New research published in Arthritis Care & Research suggests that fatigue in inflammatory arthritis (IA) is “poorly and inconsistently explained” by the American College of Rheumatology’s core set outcomes and recommends updating the guidelines to “truly assess disease impact on patients,” according to the study’s lead author.1
“The ACR core set does not capture the symptom of fatigue,” writes study author Patricia Minnock, PhD, a registered advanced nurse practitioner in rheumatology at Our Lady’s Hospice & Care Services in Dublin, Ireland, in an e-mail interview with The Rheumatologist. “Fatigue is a symptom in its own right and so warrants assessment in its own right. Updating the [ACR] core set to include fatigue would address this.”

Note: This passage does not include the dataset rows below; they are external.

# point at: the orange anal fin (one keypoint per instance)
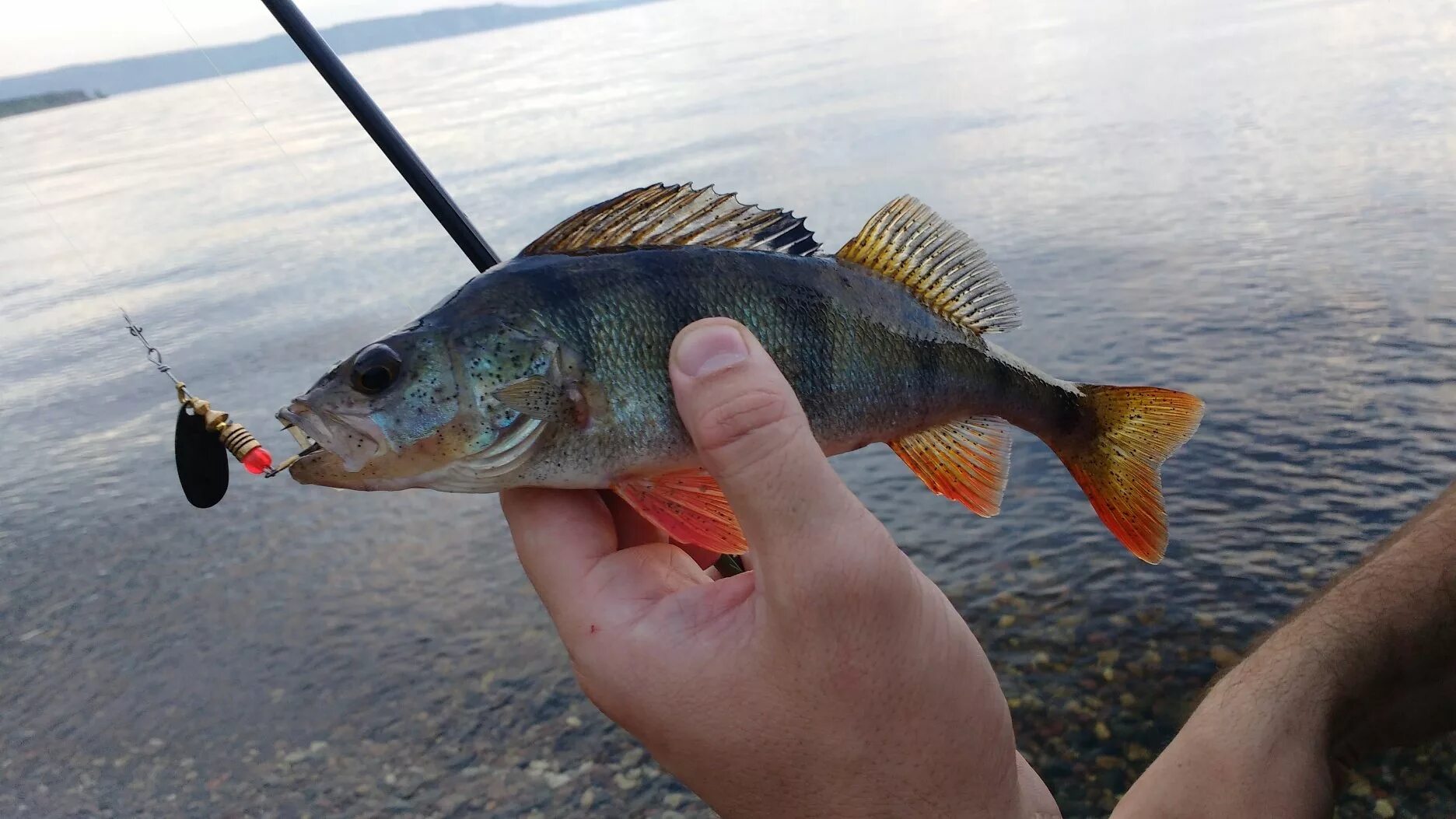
(689, 506)
(964, 461)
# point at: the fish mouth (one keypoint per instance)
(327, 430)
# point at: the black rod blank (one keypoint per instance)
(383, 133)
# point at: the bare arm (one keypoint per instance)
(1366, 665)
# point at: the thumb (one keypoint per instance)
(756, 442)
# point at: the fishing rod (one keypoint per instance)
(205, 436)
(377, 126)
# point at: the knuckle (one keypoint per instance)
(746, 427)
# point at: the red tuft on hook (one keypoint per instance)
(257, 461)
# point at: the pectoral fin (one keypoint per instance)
(544, 398)
(688, 506)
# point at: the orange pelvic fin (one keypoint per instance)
(1137, 429)
(964, 461)
(688, 506)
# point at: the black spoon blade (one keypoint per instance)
(201, 461)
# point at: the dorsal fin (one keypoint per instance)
(943, 267)
(676, 215)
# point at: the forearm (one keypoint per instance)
(1372, 662)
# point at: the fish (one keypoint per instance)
(551, 369)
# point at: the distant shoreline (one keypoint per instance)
(175, 68)
(43, 101)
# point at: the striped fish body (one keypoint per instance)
(551, 369)
(865, 357)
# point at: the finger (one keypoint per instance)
(561, 537)
(569, 548)
(632, 528)
(754, 440)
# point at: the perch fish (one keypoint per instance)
(551, 369)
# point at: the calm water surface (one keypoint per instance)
(1252, 201)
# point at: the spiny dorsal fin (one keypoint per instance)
(676, 215)
(943, 267)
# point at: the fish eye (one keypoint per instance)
(375, 369)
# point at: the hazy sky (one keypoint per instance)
(44, 34)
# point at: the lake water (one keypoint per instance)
(1252, 201)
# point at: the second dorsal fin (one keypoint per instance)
(943, 267)
(676, 215)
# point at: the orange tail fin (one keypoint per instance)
(1137, 429)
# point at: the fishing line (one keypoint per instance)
(230, 86)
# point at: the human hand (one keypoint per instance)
(831, 680)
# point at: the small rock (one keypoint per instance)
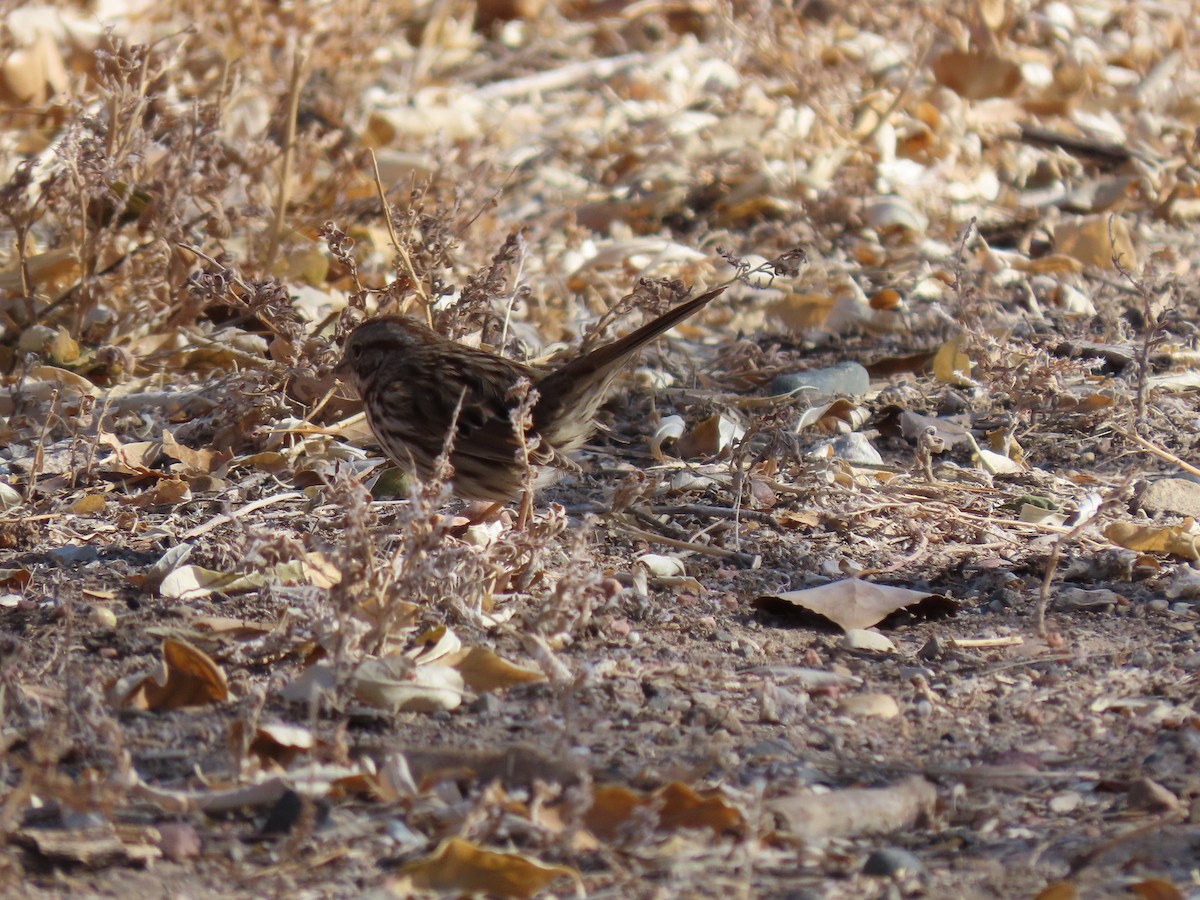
(877, 706)
(861, 639)
(893, 863)
(1174, 496)
(855, 449)
(179, 841)
(1150, 796)
(849, 379)
(1066, 802)
(931, 649)
(487, 705)
(102, 617)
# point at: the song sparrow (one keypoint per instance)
(417, 384)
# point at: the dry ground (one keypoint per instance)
(363, 696)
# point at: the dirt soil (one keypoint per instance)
(241, 657)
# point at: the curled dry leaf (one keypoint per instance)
(484, 671)
(1177, 540)
(676, 805)
(711, 437)
(857, 811)
(670, 429)
(187, 677)
(855, 604)
(394, 683)
(459, 867)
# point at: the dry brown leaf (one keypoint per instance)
(857, 811)
(1087, 240)
(676, 804)
(1059, 891)
(952, 365)
(855, 604)
(459, 867)
(1177, 540)
(484, 671)
(192, 462)
(1156, 889)
(977, 76)
(187, 677)
(395, 683)
(709, 437)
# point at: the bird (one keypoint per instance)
(421, 390)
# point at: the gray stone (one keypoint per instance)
(893, 863)
(1177, 496)
(845, 379)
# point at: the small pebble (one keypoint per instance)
(102, 617)
(893, 863)
(877, 706)
(849, 379)
(179, 841)
(1150, 796)
(859, 639)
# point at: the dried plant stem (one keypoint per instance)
(400, 247)
(1167, 456)
(40, 453)
(299, 64)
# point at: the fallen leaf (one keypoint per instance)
(459, 867)
(855, 604)
(187, 677)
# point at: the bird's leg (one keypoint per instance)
(480, 513)
(526, 513)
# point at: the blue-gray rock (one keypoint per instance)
(846, 379)
(893, 863)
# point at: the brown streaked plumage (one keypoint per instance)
(412, 379)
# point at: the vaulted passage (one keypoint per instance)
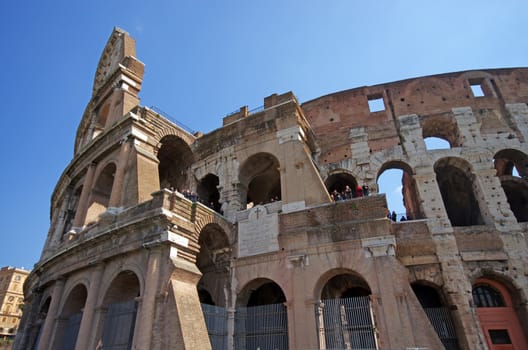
(396, 180)
(438, 314)
(342, 186)
(454, 180)
(512, 170)
(344, 316)
(70, 319)
(175, 159)
(208, 191)
(260, 179)
(261, 320)
(120, 303)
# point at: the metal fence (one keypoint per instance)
(119, 325)
(262, 327)
(440, 318)
(216, 322)
(346, 324)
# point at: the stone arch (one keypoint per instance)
(340, 184)
(508, 159)
(70, 317)
(411, 199)
(515, 188)
(428, 294)
(456, 183)
(175, 159)
(516, 191)
(437, 310)
(344, 315)
(43, 309)
(261, 291)
(213, 262)
(260, 179)
(101, 192)
(443, 126)
(170, 131)
(208, 191)
(342, 283)
(120, 305)
(496, 310)
(260, 308)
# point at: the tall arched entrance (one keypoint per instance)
(120, 305)
(261, 320)
(344, 315)
(497, 317)
(69, 321)
(438, 314)
(455, 181)
(260, 179)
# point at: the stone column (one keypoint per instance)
(82, 207)
(117, 187)
(86, 327)
(51, 317)
(146, 313)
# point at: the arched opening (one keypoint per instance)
(101, 119)
(438, 314)
(516, 192)
(496, 313)
(511, 162)
(440, 131)
(120, 303)
(205, 297)
(433, 143)
(213, 262)
(512, 168)
(342, 186)
(208, 192)
(454, 180)
(71, 210)
(260, 180)
(100, 195)
(261, 320)
(175, 160)
(43, 313)
(395, 179)
(344, 315)
(70, 319)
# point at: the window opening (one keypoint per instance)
(477, 87)
(432, 143)
(499, 336)
(376, 103)
(390, 183)
(487, 296)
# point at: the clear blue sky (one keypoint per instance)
(205, 59)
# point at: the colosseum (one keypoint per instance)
(270, 232)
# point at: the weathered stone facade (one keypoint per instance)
(148, 221)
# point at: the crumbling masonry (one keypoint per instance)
(165, 239)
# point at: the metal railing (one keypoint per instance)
(346, 324)
(262, 327)
(440, 318)
(216, 322)
(172, 119)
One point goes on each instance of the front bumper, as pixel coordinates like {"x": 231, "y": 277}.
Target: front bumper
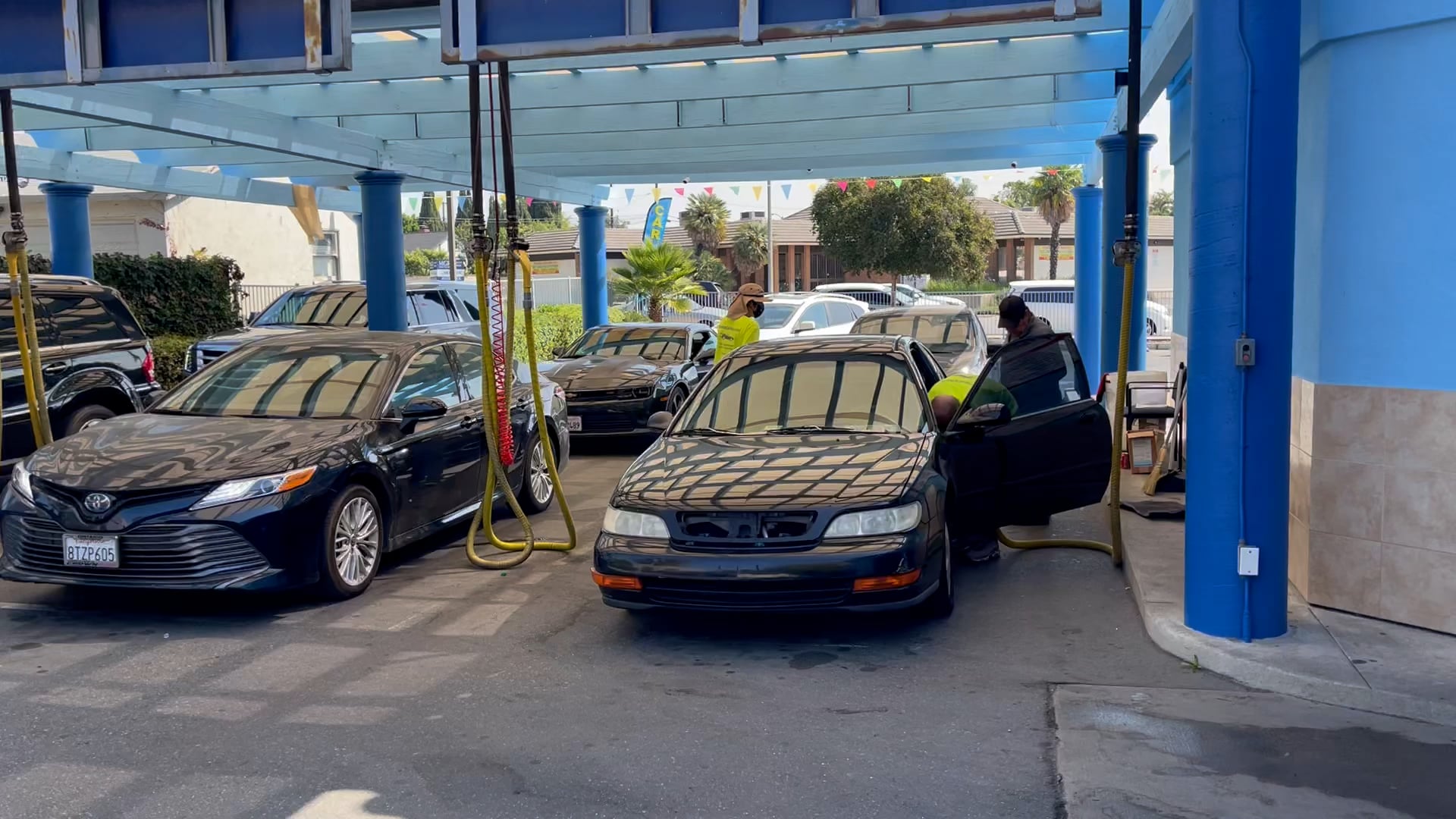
{"x": 819, "y": 579}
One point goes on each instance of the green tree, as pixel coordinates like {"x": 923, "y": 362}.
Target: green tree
{"x": 921, "y": 228}
{"x": 750, "y": 248}
{"x": 1052, "y": 194}
{"x": 705, "y": 221}
{"x": 1161, "y": 205}
{"x": 660, "y": 278}
{"x": 1018, "y": 193}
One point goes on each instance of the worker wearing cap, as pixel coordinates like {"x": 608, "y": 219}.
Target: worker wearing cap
{"x": 740, "y": 327}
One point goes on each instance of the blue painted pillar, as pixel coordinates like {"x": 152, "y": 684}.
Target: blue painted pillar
{"x": 383, "y": 241}
{"x": 1087, "y": 297}
{"x": 1114, "y": 207}
{"x": 67, "y": 209}
{"x": 593, "y": 241}
{"x": 1242, "y": 273}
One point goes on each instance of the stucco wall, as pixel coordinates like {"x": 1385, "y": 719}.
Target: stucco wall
{"x": 265, "y": 241}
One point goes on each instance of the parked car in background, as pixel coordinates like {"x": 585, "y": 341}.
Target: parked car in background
{"x": 808, "y": 314}
{"x": 617, "y": 376}
{"x": 954, "y": 335}
{"x": 433, "y": 306}
{"x": 881, "y": 297}
{"x": 1052, "y": 299}
{"x": 95, "y": 360}
{"x": 294, "y": 461}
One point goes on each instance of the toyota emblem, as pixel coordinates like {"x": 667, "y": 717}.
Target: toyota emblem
{"x": 96, "y": 503}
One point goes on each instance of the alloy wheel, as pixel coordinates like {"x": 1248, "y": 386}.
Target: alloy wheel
{"x": 356, "y": 541}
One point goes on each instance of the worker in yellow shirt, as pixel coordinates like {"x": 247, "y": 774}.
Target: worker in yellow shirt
{"x": 740, "y": 327}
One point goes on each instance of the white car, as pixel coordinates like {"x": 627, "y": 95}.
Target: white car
{"x": 808, "y": 314}
{"x": 1052, "y": 299}
{"x": 887, "y": 295}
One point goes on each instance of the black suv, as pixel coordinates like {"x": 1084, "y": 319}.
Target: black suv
{"x": 95, "y": 360}
{"x": 435, "y": 306}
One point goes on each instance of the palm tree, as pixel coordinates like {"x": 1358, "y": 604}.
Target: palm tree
{"x": 660, "y": 278}
{"x": 1052, "y": 194}
{"x": 750, "y": 248}
{"x": 705, "y": 221}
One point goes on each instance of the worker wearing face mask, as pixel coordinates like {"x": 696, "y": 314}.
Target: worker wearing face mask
{"x": 740, "y": 327}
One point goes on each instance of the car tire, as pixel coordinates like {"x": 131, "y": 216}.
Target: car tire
{"x": 943, "y": 601}
{"x": 536, "y": 490}
{"x": 83, "y": 417}
{"x": 354, "y": 541}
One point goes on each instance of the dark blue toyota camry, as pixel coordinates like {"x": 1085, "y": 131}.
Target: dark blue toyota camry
{"x": 289, "y": 463}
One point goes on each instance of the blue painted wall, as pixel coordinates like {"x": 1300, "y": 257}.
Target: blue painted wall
{"x": 1376, "y": 123}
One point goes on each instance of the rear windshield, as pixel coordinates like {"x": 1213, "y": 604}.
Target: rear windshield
{"x": 335, "y": 308}
{"x": 284, "y": 382}
{"x": 848, "y": 392}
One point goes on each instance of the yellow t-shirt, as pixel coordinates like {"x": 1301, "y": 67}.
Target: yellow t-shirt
{"x": 734, "y": 334}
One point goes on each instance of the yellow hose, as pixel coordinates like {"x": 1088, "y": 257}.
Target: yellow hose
{"x": 497, "y": 474}
{"x": 1114, "y": 504}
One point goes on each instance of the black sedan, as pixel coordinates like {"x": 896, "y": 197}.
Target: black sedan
{"x": 808, "y": 474}
{"x": 286, "y": 464}
{"x": 617, "y": 376}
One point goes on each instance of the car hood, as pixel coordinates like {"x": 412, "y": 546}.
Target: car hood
{"x": 158, "y": 450}
{"x": 604, "y": 372}
{"x": 761, "y": 472}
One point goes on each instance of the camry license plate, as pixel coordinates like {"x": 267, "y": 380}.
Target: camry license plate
{"x": 95, "y": 551}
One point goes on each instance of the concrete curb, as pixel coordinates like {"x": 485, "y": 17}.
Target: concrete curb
{"x": 1253, "y": 664}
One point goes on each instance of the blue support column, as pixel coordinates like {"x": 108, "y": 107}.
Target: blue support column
{"x": 593, "y": 241}
{"x": 67, "y": 209}
{"x": 1242, "y": 273}
{"x": 1114, "y": 207}
{"x": 383, "y": 241}
{"x": 1087, "y": 297}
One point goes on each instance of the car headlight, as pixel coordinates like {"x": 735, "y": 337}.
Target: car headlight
{"x": 249, "y": 488}
{"x": 20, "y": 480}
{"x": 875, "y": 522}
{"x": 634, "y": 523}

The longitudinal study, conducted within the rheumatology department of a large academic medical center in Ireland, followed 125 patients who met the ACR diagnostic criteria for rheumatoid arthritis or psoriatic arthritis over six months. Researchers found the relationship between fatigue and the core set measures changed at different stages of the disease, particularly during disease flares.
“When patients’ inflammatory arthritis was flared, fatigue was related to poor function and raised blood measures of inflammation,” Dr. Minnock writes. “As the disease flare settled, fatigue was more related to pain, for example. This suggests that fatigue cannot be explained away by any of these other symptoms only.”
Increasingly recognized by clinicians as a major symptom in IA, fatigue can be difficult to manage effectively. “In order to best manage fatigue, more needs to be learnt about its many faces or dimensions,” she writes. “For this reason, fatigue should be measured routinely in clinical studies and routine practice.”
Dr. Minnock says more research into fatigue should be done, namely studies that examine “what biological/organic processes cause this symptom that perhaps are as yet an unidentified component of inflammation,” she writes. (posted 11/26/14)
Richard Quinn is a freelance writer in New Jersey.